İlk olarak, 1998 yılında illustratör Jamie Hewlett’la electronica ve hip hop’u görüntü olarak iki, işlev olarak ise çok boyutlu işledikleri Gorillaz işbaşı yaptı. Albarn’ün müzik kataloğunun en az IKEA kataloğu kadar çeşitli olduğunu gözler önüne seren Gorillaz, İngilizlerin altın çocuğunun dokunduğu her şeyi de kendi gibi altına çevirebildiğini kanıtladı.

Yine de içi içine sığmıyordu hiperaktif ötesi Albarn’ün. Graham Coxon ihtiva etmeyen son Blur albümü Think Tank’e kadar ulaşan; ya da şöyle diyelim Albarn’ün Think Thank’in kıtalar arası yolculuk yapmasına sebebiyet veren Afrika ve Orta Doğu müziğine olan abayı yakmışlığı, Mali Music projesiyle son şeklini aldı.

Albarn bu, durur mu olduğu yerde. Sapına kadar taşıdığı İngiliz ruhunu, damarlarında akan asil kanda mevcut olan mega boy müzisyenliğiyle tekrar nikah masasına oturttuğu The Good, The Bad and The Queen’le sazı eline aldı bu sefer. Punk rock’ın A’sı, B’si, C’si yani kısaca alfabesi olan gruplardan The Clash’in nev-i şahsına münhasır basçısı Paul Simonon, bir başka britpop kapak güzeli The Verve’den Simon Tong ve Brian Eno’nun gelmiş geçmiş en iyi davulcu olarak etiketlediği Tony Allen, Albarn’ün projedeki silah arkadaşlarıydı.

Tahmin edebileceğiniz üzere, Albarn bununla da yetinmedi. Geçen yıllarla birlikte giderek “Gökyüzü limittir” kıvamını alan müzisyenliği bu sefer jazz ve funk’a gönlünü kaptırdı. Rocket Juice & The Moon ile de bu gönül işinin adı 2012 yılında kondu. Yine Tony Allen’ın baget salladığı projede, “Bas gitarın galaksi rehberi” olsa, önsözü yazabilecek Red Hot Chili Peppers basçısı Flea da yer aldı.

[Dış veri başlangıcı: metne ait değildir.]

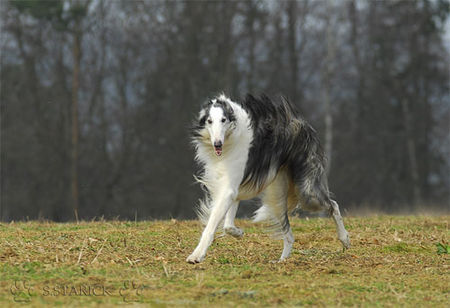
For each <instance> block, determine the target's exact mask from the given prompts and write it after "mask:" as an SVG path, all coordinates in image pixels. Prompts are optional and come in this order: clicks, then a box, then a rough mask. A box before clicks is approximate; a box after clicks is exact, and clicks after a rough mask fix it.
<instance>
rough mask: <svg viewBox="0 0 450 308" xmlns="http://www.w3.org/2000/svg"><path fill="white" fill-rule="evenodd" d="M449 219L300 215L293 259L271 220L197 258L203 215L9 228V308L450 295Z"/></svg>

Her şey tamam mıydı? Tabii ki değil. Daha gidilecek çok yolu, uğrayacağı tonla durağı vardı Albarn’ün içindeki dev bir kedi misali müzisyenin. O müzisyenin girmediği nadir deliklerden biri de operaydı. Dr. Dee müzikali ile Migros alışveriş listesini andıran duraklarından birine daha tik atmanın haklı gururunu yaşadı Albarn. Folk’dan, klasik müziğe doğru koştuğu, oradan da ver elini opera dediği Dr. Dee soundtrack’i hayata gözlerini açtı.

Burada yazmaya kalksak, en az 20 sezon oyanacak bir dizi kıvamını alacak birbirinden değerli isimlerle yaptığı tek seferlik kaçamak birliktelik ve remix’lerini de hesaba katarsak, Albarn’ün dehasını tek bir yazıda her yönüyle ele almanın abesle bilek güreşi tutmak gibi bir şey olduğunu fark edebiliriz. Albarn ve etrafında gelişenleri anlamanın en iyi yolu Damon Albarn galaksisine adım atıp, elini değdirdiği her şeyi sindirmeye çalışmaktan geçiyor.

Kimbilir; belki ilk göz ağrısı Blur’le çıktığı turnenin One Love Festivali ayağı için geldiği İstanbul’da, bizim Dolapdere müzsiyenlerimizle de tanış olur Albarn. Şaka değil, Damon Albarn bu; ne zaman ne yapacağını tahmin edebilmenin bir yolu bulunamadı şimdiye kadar. Ve bir şey söyleyelim mi? Biz onu bu haliye ve her yönüyle çok seviyoruz.